Forrester found that nearly one-third (32 percent) of global marketing decision makers identified managing data quality as one of their organization’s biggest challenges. While some customer information is necessary to establish identity, this information, on its own, is not enough to enable deep personalization, according to Forrester. This is where behavioral data comes in. Marketers should concentrate on how customers, prospects, and influencers engage with websites, email, advertising, peers, and sellers throughout the purchase life cycle, Casey advises.

The statements that customers make regarding their needs, plans, preferences, and sentiments are among the most valuable, but even inferred data can provide valuable insight into customers’ intent to purchase. That data can drive AI with additional input to next best recommendations or triggered activation.

Before going all out with new AI functionality, Casey recommends a few initial steps for marketers:

  • Take stock of current and desired behavioral sources. Once current data sources are identified, look for gaps or unmet needs, then create a comprehensive road map to achieve the company’s business goals and objectives.
  • Use a pilot before a broad rollout. It’s important to build the business case via a small trial so that you know the solution provides the desired results before going with a broad rollout.
  • Name the pilot project. Internal stakeholders in sales and channel production don’t care about AI or data management, while management cares only about results. So the best way to get on the same page is to refer to the pilot project by a fancy name, like Project Zeus.

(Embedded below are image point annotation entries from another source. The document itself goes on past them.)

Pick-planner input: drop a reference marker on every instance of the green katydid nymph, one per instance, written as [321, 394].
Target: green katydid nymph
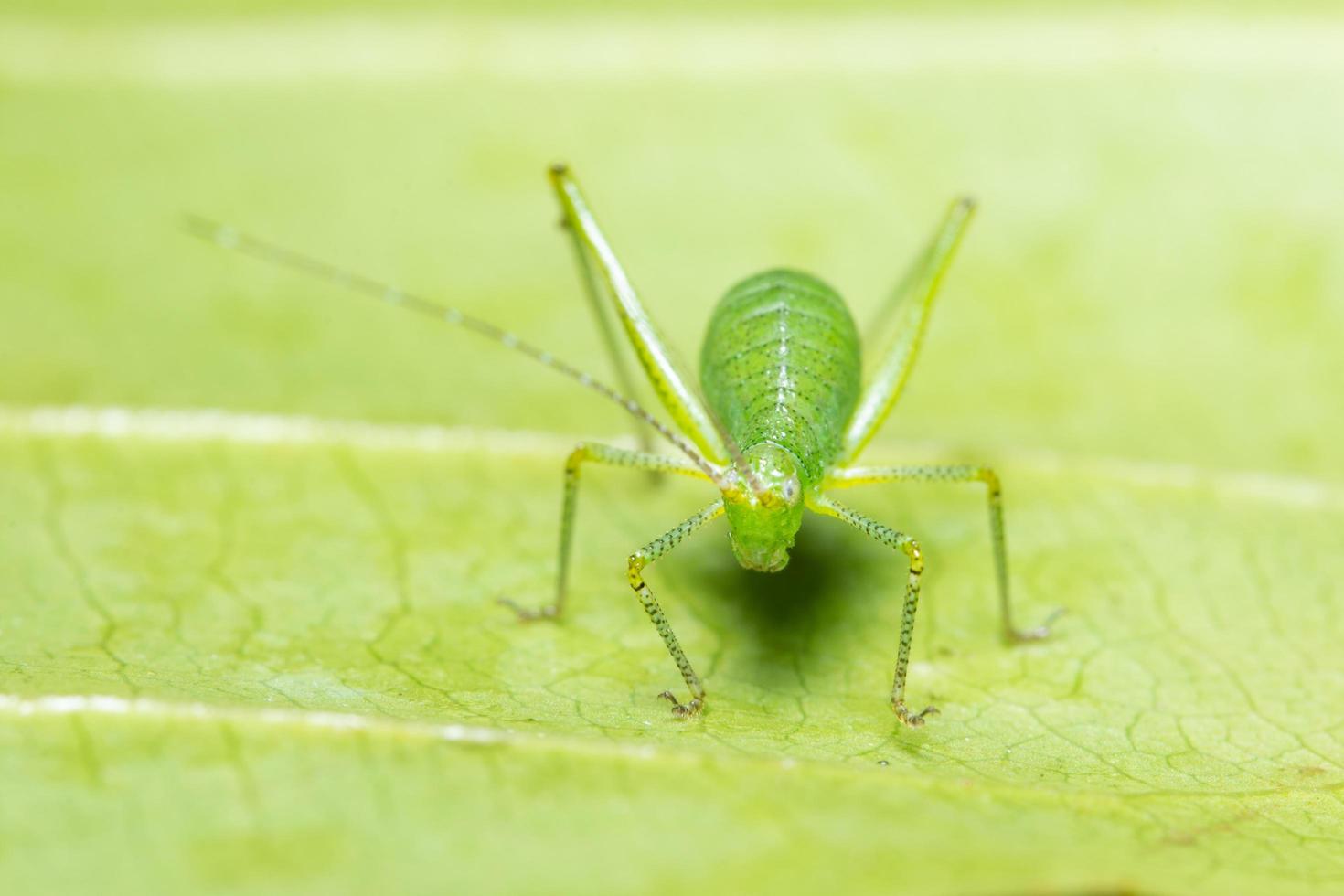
[775, 426]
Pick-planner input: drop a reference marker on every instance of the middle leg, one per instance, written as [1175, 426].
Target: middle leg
[907, 546]
[955, 473]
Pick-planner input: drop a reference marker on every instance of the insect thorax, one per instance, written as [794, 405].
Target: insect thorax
[780, 364]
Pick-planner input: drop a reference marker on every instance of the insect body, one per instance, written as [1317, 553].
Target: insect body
[781, 420]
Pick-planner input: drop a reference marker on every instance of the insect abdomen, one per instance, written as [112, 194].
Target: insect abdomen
[780, 363]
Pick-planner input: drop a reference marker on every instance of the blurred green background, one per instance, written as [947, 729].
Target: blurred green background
[1151, 297]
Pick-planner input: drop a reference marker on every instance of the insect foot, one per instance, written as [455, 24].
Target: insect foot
[527, 614]
[1019, 635]
[683, 709]
[912, 719]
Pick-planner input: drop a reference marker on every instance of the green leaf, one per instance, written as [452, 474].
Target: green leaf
[251, 650]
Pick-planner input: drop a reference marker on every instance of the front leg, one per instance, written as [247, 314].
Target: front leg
[635, 572]
[608, 455]
[907, 546]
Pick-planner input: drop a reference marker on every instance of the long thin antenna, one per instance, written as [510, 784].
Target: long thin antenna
[245, 243]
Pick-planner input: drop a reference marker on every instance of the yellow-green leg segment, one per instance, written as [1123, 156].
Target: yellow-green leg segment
[907, 546]
[957, 473]
[608, 455]
[636, 563]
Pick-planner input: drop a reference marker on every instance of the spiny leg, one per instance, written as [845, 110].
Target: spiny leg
[910, 304]
[907, 546]
[608, 455]
[597, 303]
[955, 473]
[635, 570]
[674, 387]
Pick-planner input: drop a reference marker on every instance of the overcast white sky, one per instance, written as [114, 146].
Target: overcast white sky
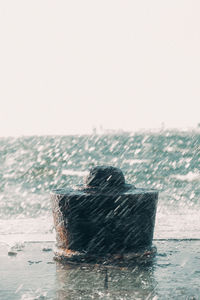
[66, 66]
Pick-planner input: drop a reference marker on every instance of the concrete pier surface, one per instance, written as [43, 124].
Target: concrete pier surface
[28, 271]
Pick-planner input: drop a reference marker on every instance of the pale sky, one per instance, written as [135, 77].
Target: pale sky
[66, 66]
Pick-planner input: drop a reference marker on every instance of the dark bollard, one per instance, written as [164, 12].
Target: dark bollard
[105, 218]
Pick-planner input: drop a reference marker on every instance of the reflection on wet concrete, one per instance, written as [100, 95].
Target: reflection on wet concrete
[105, 282]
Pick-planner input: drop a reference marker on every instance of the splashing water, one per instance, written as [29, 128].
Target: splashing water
[31, 166]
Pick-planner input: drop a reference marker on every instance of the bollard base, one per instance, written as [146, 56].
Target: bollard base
[122, 260]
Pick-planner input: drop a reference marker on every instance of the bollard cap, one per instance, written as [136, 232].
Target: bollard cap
[105, 178]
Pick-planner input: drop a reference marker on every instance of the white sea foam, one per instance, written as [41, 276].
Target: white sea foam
[190, 176]
[74, 173]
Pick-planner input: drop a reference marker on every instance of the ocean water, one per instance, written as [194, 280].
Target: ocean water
[30, 167]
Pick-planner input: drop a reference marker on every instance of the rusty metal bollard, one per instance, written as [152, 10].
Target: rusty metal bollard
[106, 217]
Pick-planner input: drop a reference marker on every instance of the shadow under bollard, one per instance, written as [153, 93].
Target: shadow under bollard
[105, 282]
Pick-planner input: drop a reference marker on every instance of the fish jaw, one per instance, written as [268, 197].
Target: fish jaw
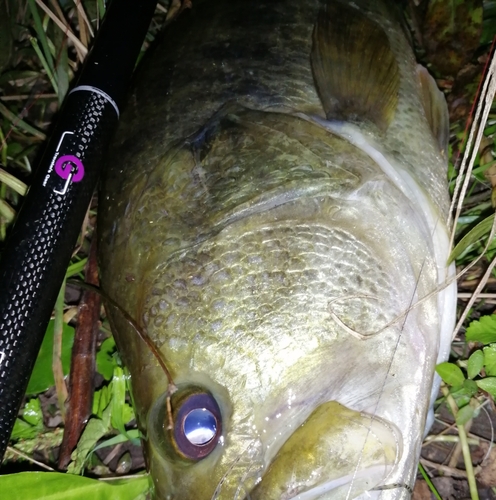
[336, 451]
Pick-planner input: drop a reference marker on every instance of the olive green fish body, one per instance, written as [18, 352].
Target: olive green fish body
[275, 217]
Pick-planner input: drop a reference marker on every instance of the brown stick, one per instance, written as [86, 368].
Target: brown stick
[81, 383]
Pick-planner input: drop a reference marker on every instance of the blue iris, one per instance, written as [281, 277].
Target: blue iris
[200, 426]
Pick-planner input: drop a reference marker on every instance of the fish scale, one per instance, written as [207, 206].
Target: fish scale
[275, 217]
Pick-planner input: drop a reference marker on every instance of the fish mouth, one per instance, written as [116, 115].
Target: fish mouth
[336, 453]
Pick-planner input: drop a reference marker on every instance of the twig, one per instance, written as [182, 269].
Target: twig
[82, 363]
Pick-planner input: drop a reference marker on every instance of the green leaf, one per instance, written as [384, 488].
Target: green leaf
[121, 412]
[490, 360]
[95, 429]
[132, 435]
[483, 330]
[451, 374]
[488, 384]
[58, 486]
[470, 387]
[42, 376]
[32, 413]
[101, 400]
[105, 362]
[464, 415]
[475, 364]
[473, 236]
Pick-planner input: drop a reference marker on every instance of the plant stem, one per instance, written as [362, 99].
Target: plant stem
[474, 495]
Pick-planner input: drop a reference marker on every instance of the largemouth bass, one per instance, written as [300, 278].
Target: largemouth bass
[275, 217]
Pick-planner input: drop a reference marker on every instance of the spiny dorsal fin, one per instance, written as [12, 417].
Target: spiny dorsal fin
[435, 107]
[355, 71]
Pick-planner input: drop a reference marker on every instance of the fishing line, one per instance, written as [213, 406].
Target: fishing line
[484, 107]
[388, 371]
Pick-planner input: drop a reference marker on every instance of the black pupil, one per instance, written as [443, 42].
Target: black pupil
[200, 426]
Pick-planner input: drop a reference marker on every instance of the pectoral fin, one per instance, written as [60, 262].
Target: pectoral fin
[435, 107]
[355, 71]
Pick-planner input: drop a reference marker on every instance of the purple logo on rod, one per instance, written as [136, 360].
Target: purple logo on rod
[67, 165]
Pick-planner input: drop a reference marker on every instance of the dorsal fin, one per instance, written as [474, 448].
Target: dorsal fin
[355, 71]
[435, 107]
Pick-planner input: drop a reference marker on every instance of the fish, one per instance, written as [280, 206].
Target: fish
[274, 216]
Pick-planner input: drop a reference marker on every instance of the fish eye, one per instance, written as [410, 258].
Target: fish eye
[200, 426]
[197, 424]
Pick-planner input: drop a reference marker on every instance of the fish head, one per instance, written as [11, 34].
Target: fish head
[276, 313]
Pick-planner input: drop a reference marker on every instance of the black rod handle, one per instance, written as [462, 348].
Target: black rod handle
[39, 248]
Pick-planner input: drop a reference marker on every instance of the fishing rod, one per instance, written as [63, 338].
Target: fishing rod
[41, 242]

Forrester also identifies the following three key elements for developing a holistic and comprehensive behavioral data strategy:

  • Pay attention to what prospects do rather than what they say. Rarely do prospects ask directly to be contacted by sales. So Casey recommends marketers focus their efforts on the actions of target accounts and contacts, from the first anonymous interaction to post-sale product usage, expansion, and renewal.
  • Cast a wide net to collect as many behavioral signals as possible. The report suggests that marketers collect behavioral data from as many as five sources. An increasing array of third-party providers can augment companies’ own data sources; many of these data solutions also can provide a more granular set of data signals via additional services, the report points out.
  • Create a single source of truth. Casey recommends that marketers consider investing in an internally developed data management solution or a packaged application to cleanse, deduplicate, and normalize their customer data and to build unified profiles that incorporate all the assigned, observed, and inferred data available on target and existing accounts and contacts.